Friday, June 1, 2007

its June!

The beginning of June is a beginning and an end of alot of things...especially this year... Photo Sharing and Video Hosting at Photobucket

This is the end of preschool for Steven and Dominic...My babies are turning 5 this year...a sad but happy time for me...How am i gonna handle the fact that they arent babies anymore...that scares me alot...i dont have the ability to have babies anymore, and before you go and say but you have 4 isnt that enough..lol..i had 3 pregnancies...lots of people have way more then that, and i think i am one of those that should have...if i had been with someone who was of mental support to me then i probably would have...I am happy for them to be moving on to Kindergarten, its a big step in the process of them growing up...for that i am excited...i will be the proud mommy standing at the playground at school smiling big for the first day of school...it will be a big day for them...

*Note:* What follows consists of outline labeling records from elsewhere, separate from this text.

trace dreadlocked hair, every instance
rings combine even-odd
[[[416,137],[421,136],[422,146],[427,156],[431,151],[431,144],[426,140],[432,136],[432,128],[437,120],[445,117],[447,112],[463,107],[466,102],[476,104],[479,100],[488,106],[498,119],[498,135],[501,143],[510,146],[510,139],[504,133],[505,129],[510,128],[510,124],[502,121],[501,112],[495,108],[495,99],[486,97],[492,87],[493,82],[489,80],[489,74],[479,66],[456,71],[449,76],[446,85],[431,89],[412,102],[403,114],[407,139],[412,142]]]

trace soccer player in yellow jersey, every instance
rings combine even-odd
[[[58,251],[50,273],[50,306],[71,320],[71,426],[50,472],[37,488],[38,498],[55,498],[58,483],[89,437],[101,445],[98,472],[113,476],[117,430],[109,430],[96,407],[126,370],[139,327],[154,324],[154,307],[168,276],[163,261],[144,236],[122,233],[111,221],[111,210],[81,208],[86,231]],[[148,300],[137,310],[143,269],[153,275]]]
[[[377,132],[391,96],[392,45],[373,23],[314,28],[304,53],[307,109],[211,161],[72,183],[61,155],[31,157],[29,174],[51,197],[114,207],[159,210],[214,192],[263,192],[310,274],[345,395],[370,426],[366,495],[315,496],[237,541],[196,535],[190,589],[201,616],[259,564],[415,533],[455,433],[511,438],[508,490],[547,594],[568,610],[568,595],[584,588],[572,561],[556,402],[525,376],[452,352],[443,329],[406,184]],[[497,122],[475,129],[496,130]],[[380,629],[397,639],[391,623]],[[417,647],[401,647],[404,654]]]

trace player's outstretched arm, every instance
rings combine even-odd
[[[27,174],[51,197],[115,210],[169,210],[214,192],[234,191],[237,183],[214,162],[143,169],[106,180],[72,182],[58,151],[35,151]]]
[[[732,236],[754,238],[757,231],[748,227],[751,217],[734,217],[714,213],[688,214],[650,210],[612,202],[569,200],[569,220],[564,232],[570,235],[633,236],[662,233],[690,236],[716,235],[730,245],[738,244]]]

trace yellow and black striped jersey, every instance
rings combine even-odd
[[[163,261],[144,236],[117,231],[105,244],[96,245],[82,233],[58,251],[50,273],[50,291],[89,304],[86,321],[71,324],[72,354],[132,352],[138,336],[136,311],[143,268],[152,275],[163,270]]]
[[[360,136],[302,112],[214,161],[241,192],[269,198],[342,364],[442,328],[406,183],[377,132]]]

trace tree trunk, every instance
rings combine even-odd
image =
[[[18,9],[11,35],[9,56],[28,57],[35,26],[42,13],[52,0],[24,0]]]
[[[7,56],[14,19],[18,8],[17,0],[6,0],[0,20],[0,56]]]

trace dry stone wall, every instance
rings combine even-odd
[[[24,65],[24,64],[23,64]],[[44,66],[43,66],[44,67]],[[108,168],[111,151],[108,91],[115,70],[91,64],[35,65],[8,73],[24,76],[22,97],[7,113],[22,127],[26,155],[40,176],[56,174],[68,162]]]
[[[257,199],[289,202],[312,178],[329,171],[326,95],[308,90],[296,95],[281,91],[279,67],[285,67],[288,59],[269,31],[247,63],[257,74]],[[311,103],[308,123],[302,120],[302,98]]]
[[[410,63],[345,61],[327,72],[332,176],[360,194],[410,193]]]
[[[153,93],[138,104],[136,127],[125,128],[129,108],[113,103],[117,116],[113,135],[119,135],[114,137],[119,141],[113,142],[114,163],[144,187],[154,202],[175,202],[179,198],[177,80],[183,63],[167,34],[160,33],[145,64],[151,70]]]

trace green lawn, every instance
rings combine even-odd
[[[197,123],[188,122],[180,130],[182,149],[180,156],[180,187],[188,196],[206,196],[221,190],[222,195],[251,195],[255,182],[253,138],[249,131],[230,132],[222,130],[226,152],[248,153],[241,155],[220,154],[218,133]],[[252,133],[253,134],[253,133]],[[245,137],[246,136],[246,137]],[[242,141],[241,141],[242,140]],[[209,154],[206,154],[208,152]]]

Michael will no longer be in the lower elementary school...he is moving on up to the 3rd grade...i am very excited for him...he has come such a long way...with the help and services that the school has provided we went from being a non talking, tempermental child, to a greatest little buddy...i am so very proud of the progress he has made...Since denny has moved out Michael and I understand each other better...ive gotten older, and i understand his limits, his triggers, and the signs of him becoming frustrated...that helps alot with his autism...the fact that mommy understands now...this summer he will have his last single digit birthday...My boy is turning 9!..so very hard to believe...

Logan is moving on to first grade...he is very excited about this...he is also excited about the fact that his little brothers are gonna be going to school with him...Now he can feel like the big man on campus...lol...he also just learned to ride his bike without training wheels, and so i can imagine this summer being a very active one for him..he just learned a week ago, and he is already trying to pop wheelies and stuff...lol...lil daredevil...he is very happy that summer break is almost here...

this is the month of my 30th birthday...oh boy. like i said before, not sure how to feel about that...lol will have to figure that out before i write more....

lots of birthdays this month....and June is always the month for weddings was hoping i could see one...I love going to weddings, it means the begging of something great...and i like to watch them because i missed mine...lol...seeing a beautiful June bride is a great way to start the summer off...

Nick will be here June 24th...im getting really excited now that it is the same month of him coming...now the real countdown can begin...its gonna be a great time...swimming, hanging out...just being us...I miss him so very much...the distance is difficult, but im doing well with it, well most of the time anyway...sometimes old fears shine through, but i seem to sort through those fears and reality pretty well...

So this summer will be the very end of me being a Stay-at-home mommy also...im glad to be getting out into the workforce again...i am a natural born worker, whereas being a mom was something i had to learn...I am so greatful that i had that chance to be that for my kids...To be able to be with them and watch them grow...I was selfish for a while, and decided to go to work after logan was born...for the most part i lost the first 2 years of his life because i was gone 11 hours a day...then was so busy taking care of the house and stuff like that, the boys didnt always get the attention they needed....but i cant take it back...all i could do was make up for it...and i think i have...but now is the time for me to go back to work, and i am really getting excited about it...im not sure how i am gonna be a single(Kinda), working mother of 4 boys and take care of the house too, but i am ready for that challenge...I am ready for a change in my life...ready to be more independant...ive had my time with my boys, now its time for me to work outside the home...they dont need me like that anymore, so its time to change things...its kind of painful that they dont need mommy like that anymore...that isnt something i am looking foreward to...

Well...Happy June!!!!! Summer is upon us...enjoy it, and dont forget to hug you little ones...Take the time to read a book...Lay in the shade and take a nap...Just enjoy life...And smile alot, it makes the heart lighter...

1 comment:

EStump said...

Now comes the balancing act! Working is great for your self-esteem. It bolstered my confidence greatly, but I still struggle w/ the old, "am I doing enough" guilt trips. I think it's typical of mom's. :-) It's great to read about your boys and you. Loved this blog!